まず「ジャニー氏の性加害問題を知っていたか」について、「ジャニー氏は男の子が好きという話をうわさレベルで聞いていた」(バラエティー番組プロデューサー)「そういうことをするとデビューできるといううわさだが、デビュー組と話をすると『お世話になった』とか面白い話をするので、事実とは思っていなかった」(バラエティー番組プロデューサー)などと、うわさ程度で聞いたことはあるものの、直接見た人や確かめた人はいないとした。
また「旧ジャニーズ事務所に忖度があったか? 同事務所からの圧力があったか」については「事務所から『誰々を使ってください』と言われたことはない」(バラエティー番組プロデューサー)「単純に視聴率のためにキャスティングしていた。圧力は感じたことはない」(バラエティー番組プロデューサー)と話す局員がいる一方、「他の事務所の男性アイドルグループなどを出そうとすると、ジャニーズ事務所が気にするだろうなと忖度した」(バラエティー番組プロデューサー)「ジャニーズの圧というより、テレビ朝日内で忖度していたという理解。大物をキャスティングする布石のために、当時は知名度のない所属タレントでドラマを作るとか」(ドラマ制作プロデューサー)などと忖度を認める回答もあったという。
結果として、7人の局員から「忖度があった」とする回答が得られたという。奥川晃弘コンテンツ編成局長は、他局と比べてジャニーズタレントの出演が少なかったことを背景に「旧ジャニーズ事務所のキャスティングは、会社の戦略として上層部や編成幹部が動くことが多くなっていきました」と説明。「忖度なのか配慮なのか、通常の商慣習なのか評価は分かれると思いますが、確かなのは、テレビ朝日の社内においては『旧ジャニーズ事務所は神経を使う事務所だ』という雰囲気が醸成されたということ。それが一部の局員が『忖度があった』と言う理由の1つだと思います」と話した。

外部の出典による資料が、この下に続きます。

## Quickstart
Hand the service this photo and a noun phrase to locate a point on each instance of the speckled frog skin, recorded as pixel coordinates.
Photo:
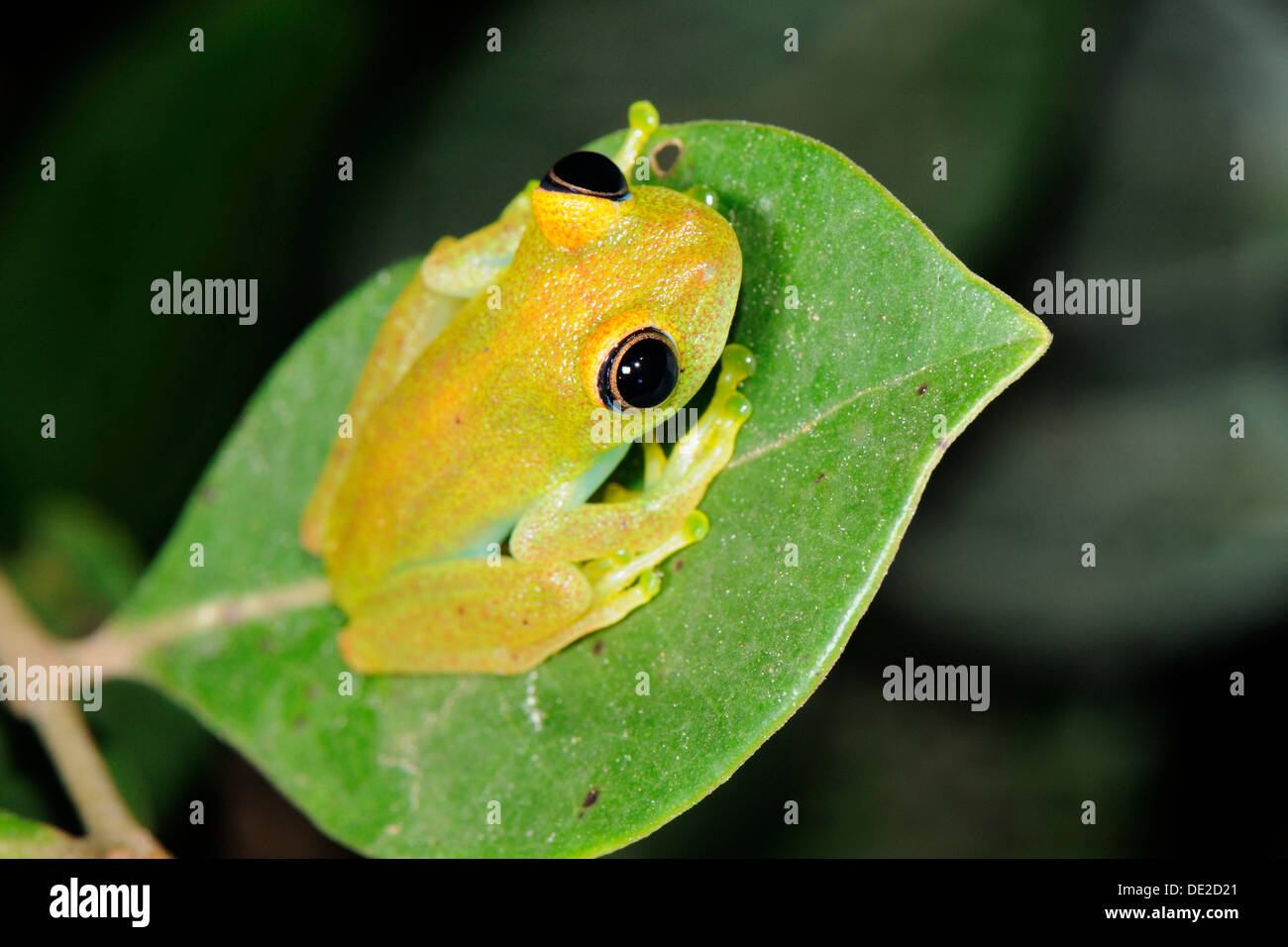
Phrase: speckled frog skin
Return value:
(475, 423)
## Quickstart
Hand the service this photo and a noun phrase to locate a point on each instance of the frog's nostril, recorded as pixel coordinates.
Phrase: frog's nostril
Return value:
(665, 157)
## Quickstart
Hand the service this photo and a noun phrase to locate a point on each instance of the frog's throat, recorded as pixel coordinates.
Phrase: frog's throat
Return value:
(485, 541)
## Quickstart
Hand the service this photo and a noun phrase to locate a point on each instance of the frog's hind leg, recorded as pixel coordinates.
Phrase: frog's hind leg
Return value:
(465, 616)
(452, 272)
(415, 320)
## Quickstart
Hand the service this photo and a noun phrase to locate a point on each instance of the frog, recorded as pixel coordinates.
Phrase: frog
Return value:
(467, 523)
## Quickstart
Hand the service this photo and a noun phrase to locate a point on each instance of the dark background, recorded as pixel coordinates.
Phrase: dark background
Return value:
(1108, 684)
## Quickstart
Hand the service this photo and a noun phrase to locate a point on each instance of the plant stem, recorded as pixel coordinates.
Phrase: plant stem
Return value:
(116, 647)
(108, 823)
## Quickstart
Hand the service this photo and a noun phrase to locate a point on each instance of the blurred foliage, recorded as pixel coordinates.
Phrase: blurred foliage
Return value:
(1113, 163)
(73, 566)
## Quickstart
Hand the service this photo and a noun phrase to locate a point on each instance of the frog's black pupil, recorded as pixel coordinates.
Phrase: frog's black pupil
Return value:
(644, 373)
(587, 172)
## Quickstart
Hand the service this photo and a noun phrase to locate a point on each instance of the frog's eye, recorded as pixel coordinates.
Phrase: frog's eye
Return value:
(587, 172)
(579, 198)
(640, 371)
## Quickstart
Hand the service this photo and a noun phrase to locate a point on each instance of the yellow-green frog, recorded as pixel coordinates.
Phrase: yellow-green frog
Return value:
(477, 412)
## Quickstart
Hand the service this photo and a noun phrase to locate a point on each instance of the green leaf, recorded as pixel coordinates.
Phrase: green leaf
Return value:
(890, 331)
(21, 838)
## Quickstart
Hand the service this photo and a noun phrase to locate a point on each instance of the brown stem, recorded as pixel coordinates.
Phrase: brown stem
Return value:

西新常務取締役は「『忖度や圧力を感じたことはない』と回答した者が多数」としたが、ジャニーズタレントのキャスティングは制作・編成幹部が直接出演交渉に動く「会社マター」だったことから「忖度という空気が徐々に醸成されたものと思う。エンターテインメントの空気が報道局にも影響を与えたならば、それは猛省すべきこと」。今後については「これまでの反省を踏まえ、お互いに公正かつ透明性を持ったビジネス関係を構築できれば」と述べた。